GLP-1RA discontinuation increases risk of depressive and anxiety disorders in type 2 diabetes
Background
The psychiatric safety profile of glucagon-like peptide-1 receptor agonists (GLP-1RAs) during active treatment for type 2 diabetes (T2DM) has shown inconsistent findings, particularly regarding depressive and anxiety disorders. Crucially, the effects of GLP-1RA cessation on mental health remain largely unexplored. This gap in understanding poses a challenge for clinicians managing long-term T2DM patients, especially given the potential for withdrawal effects or unmasking underlying psychiatric vulnerabilities when treatment is stopped.
Study Design
Researchers conducted a cohort study using large-scale electronic health records from the Shanghai Hospital Link Database. They investigated the incidence of depressive and anxiety disorders in people with type 2 diabetes during active GLP-1RA treatment and specifically after its discontinuation. The GLP-1RA group was compared against patients treated with dipeptidyl peptidase-4 inhibitors (DPP4is) or sodium-glucose cotransporter-2 inhibitors (SGLT2is), serving as active comparator arms for both treatment and post-cessation periods. The primary endpoint was the occurrence of incident depressive and anxiety disorders.
Results
During active treatment, GLP-1RAs demonstrated a neutral risk for depressive and anxiety disorders when compared to DPP4is. Furthermore, GLP-1RAs were associated with a lower risk of these psychiatric events compared to SGLT2is during the treatment phase.
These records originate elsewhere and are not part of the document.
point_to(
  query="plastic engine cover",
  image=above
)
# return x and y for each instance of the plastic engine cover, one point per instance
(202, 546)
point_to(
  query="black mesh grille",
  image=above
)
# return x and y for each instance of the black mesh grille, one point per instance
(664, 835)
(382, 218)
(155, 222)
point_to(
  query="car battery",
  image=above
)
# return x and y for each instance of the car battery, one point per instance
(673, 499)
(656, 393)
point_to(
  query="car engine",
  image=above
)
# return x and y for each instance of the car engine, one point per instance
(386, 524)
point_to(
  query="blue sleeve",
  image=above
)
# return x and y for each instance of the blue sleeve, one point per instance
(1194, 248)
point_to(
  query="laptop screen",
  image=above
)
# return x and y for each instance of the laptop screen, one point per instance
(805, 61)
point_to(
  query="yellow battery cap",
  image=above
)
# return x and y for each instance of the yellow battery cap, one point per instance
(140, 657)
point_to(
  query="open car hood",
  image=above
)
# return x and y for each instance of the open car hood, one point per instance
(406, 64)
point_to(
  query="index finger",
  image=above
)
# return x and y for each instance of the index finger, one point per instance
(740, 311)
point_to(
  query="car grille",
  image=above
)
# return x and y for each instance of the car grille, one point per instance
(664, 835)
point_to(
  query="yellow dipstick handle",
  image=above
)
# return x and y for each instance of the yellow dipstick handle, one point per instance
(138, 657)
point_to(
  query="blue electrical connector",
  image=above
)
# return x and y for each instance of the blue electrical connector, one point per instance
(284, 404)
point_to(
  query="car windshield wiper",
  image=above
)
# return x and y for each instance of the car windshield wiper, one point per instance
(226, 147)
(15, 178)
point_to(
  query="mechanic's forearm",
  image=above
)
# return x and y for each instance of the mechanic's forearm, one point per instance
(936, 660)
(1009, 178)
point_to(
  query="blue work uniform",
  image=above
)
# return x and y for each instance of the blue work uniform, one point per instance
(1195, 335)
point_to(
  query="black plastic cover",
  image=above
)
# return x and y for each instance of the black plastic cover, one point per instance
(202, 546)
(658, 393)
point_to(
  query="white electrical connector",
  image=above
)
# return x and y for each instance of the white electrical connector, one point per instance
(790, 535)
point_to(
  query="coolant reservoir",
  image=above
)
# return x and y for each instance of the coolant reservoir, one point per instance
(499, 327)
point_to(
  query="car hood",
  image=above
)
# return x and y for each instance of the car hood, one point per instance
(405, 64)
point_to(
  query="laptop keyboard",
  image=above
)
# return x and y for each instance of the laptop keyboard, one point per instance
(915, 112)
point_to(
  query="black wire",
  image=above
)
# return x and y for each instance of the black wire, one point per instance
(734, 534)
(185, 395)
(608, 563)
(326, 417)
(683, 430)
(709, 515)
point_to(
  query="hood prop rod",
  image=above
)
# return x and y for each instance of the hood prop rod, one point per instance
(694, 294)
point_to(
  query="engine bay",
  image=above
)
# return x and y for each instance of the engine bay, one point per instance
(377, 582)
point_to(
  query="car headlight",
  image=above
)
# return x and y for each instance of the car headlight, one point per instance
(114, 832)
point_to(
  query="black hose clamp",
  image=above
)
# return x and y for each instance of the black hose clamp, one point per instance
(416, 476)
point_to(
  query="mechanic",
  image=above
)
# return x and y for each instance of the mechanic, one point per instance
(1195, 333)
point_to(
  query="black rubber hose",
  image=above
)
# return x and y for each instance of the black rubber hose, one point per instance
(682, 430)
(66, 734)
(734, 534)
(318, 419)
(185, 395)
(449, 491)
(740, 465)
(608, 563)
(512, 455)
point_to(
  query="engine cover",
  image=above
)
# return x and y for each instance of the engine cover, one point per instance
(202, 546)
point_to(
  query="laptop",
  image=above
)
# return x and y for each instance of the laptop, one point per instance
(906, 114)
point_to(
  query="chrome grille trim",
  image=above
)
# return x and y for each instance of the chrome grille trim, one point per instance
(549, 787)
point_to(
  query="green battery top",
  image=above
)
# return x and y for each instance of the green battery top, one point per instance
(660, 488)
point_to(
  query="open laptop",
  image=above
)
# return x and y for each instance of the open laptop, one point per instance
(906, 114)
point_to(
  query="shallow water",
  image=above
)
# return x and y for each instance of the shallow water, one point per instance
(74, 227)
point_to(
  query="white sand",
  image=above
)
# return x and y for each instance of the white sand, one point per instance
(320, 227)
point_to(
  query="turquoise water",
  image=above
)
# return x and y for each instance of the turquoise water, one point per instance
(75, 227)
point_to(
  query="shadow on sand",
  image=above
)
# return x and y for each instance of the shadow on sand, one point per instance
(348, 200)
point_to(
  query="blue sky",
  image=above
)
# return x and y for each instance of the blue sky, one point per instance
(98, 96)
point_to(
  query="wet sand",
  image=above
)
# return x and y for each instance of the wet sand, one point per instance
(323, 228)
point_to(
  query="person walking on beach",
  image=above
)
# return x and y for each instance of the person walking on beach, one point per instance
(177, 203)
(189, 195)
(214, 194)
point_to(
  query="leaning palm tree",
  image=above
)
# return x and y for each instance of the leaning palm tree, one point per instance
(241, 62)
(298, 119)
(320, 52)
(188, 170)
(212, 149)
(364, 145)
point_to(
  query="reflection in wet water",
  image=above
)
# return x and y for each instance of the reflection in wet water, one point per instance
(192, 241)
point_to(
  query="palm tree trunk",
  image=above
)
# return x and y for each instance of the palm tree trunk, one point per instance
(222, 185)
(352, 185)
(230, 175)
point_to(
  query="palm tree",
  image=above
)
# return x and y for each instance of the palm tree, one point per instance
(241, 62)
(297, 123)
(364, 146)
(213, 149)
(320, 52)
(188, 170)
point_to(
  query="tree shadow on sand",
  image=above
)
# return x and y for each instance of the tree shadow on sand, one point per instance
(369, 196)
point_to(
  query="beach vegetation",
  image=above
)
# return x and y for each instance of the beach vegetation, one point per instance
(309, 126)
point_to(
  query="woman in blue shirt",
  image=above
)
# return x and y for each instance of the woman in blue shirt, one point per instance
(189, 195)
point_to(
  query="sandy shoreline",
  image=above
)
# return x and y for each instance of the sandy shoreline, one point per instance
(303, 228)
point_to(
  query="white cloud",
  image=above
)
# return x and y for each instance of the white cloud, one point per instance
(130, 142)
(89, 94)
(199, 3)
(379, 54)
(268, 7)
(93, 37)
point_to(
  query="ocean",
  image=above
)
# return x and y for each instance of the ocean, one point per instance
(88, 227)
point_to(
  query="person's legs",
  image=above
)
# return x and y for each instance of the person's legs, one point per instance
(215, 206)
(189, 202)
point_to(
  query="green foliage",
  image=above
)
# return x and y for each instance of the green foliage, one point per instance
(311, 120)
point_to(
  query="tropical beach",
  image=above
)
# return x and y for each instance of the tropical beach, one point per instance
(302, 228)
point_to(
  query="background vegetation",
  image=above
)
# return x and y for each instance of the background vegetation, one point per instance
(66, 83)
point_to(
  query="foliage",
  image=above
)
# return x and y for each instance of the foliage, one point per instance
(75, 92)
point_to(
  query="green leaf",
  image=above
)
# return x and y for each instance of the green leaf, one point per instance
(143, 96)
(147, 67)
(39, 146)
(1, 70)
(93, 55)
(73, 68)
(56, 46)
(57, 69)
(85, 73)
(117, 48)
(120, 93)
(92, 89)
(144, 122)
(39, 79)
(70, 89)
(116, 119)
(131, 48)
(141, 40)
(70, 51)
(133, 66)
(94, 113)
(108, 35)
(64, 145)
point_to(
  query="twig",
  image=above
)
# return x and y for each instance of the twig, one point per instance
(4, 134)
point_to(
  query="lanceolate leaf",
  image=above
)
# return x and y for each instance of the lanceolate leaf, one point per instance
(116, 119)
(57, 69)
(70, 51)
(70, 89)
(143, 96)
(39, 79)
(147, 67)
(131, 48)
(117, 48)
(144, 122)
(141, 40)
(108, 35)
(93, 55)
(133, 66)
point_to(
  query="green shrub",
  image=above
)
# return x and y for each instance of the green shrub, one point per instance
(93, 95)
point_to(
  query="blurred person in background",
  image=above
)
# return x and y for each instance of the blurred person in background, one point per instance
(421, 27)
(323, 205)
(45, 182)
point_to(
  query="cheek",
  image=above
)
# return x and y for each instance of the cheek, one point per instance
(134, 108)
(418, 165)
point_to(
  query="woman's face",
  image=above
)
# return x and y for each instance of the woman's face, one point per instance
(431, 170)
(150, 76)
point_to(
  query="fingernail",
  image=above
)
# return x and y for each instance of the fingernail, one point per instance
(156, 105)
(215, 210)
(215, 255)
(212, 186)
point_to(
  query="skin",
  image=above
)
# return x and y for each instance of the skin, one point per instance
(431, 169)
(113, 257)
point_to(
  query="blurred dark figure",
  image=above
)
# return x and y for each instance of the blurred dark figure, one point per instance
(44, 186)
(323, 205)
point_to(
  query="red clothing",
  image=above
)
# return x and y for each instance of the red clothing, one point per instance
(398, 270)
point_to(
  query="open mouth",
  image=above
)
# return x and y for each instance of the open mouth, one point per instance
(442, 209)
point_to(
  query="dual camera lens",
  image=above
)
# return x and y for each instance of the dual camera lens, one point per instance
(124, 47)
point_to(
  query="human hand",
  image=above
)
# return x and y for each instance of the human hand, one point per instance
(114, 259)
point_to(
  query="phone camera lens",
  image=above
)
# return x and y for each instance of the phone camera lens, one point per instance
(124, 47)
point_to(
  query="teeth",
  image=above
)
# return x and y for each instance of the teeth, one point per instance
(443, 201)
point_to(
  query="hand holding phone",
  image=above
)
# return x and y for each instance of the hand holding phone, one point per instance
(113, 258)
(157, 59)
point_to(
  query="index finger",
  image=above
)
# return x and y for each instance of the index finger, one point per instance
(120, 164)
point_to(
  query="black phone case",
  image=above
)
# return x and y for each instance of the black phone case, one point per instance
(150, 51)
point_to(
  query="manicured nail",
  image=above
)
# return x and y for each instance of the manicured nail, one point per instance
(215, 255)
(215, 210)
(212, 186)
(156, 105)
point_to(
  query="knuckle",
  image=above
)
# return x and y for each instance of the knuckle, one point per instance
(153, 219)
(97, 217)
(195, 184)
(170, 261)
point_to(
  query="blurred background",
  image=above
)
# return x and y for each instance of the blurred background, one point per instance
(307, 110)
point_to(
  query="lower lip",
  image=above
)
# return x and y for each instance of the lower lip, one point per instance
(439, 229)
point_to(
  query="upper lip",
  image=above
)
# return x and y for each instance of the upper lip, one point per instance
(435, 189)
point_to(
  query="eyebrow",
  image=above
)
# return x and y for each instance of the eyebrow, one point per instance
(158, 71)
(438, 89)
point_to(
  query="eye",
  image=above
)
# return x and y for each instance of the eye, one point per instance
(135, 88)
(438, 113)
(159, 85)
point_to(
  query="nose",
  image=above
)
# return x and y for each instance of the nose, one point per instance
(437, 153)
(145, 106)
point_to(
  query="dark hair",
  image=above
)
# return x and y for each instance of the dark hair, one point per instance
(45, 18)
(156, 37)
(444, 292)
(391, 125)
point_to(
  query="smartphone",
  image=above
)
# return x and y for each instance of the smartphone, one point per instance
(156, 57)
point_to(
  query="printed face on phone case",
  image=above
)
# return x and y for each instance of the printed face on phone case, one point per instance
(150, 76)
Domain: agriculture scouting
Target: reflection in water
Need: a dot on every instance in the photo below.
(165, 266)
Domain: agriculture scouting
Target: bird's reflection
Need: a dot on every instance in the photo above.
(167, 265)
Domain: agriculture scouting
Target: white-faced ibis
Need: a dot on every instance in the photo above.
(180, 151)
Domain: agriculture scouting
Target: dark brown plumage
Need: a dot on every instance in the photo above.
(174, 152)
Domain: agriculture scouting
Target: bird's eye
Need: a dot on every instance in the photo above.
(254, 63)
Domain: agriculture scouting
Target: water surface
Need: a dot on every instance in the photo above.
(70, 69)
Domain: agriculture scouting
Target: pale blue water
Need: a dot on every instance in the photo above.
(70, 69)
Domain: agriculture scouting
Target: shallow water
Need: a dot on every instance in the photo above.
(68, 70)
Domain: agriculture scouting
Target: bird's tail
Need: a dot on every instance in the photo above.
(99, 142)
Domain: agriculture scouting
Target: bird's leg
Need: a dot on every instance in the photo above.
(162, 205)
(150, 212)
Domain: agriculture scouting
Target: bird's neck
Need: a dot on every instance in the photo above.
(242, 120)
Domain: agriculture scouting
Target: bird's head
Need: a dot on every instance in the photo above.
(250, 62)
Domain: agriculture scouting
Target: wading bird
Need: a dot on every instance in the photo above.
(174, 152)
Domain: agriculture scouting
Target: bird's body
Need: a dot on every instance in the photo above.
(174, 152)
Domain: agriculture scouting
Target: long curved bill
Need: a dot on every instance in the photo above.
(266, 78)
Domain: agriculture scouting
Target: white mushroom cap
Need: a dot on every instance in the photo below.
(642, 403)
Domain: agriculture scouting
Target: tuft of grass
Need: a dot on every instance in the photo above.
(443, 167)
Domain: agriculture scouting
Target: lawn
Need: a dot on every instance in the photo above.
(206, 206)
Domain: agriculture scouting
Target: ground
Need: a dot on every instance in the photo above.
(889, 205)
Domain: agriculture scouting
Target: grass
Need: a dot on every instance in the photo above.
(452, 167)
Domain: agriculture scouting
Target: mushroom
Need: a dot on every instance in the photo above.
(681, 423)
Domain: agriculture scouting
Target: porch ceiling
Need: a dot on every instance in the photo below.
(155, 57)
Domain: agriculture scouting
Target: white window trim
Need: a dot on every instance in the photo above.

However, a significant shift was observed after treatment cessation. > After discontinuation, prior use of GLP-1RAs was associated with a higher risk of incident depressive and anxiety disorders compared to prior use of DPP4is or SGLT2is. This increased risk following GLP-1RA cessation was found to be modestly mediated by elevated triglyceride levels, suggesting a potential metabolic link to the observed psychiatric outcomes.
Why It Matters
This study highlights a critical need for increased clinical vigilance regarding anxiety and depressive symptoms following GLP-1RA discontinuation. For peptide users and clinicians, this suggests that the decision to stop GLP-1RA therapy should involve careful monitoring for potential psychiatric sequelae, particularly in individuals with pre-existing mental health vulnerabilities or metabolic dysregulation. While the exact mechanism requires further elucidation, the mediation by triglyceride levels points to a potential metabolic pathway that could be targeted. This finding may influence future patient counseling and post-cessation monitoring protocols, emphasizing a more holistic approach to patient care beyond just glycemic control.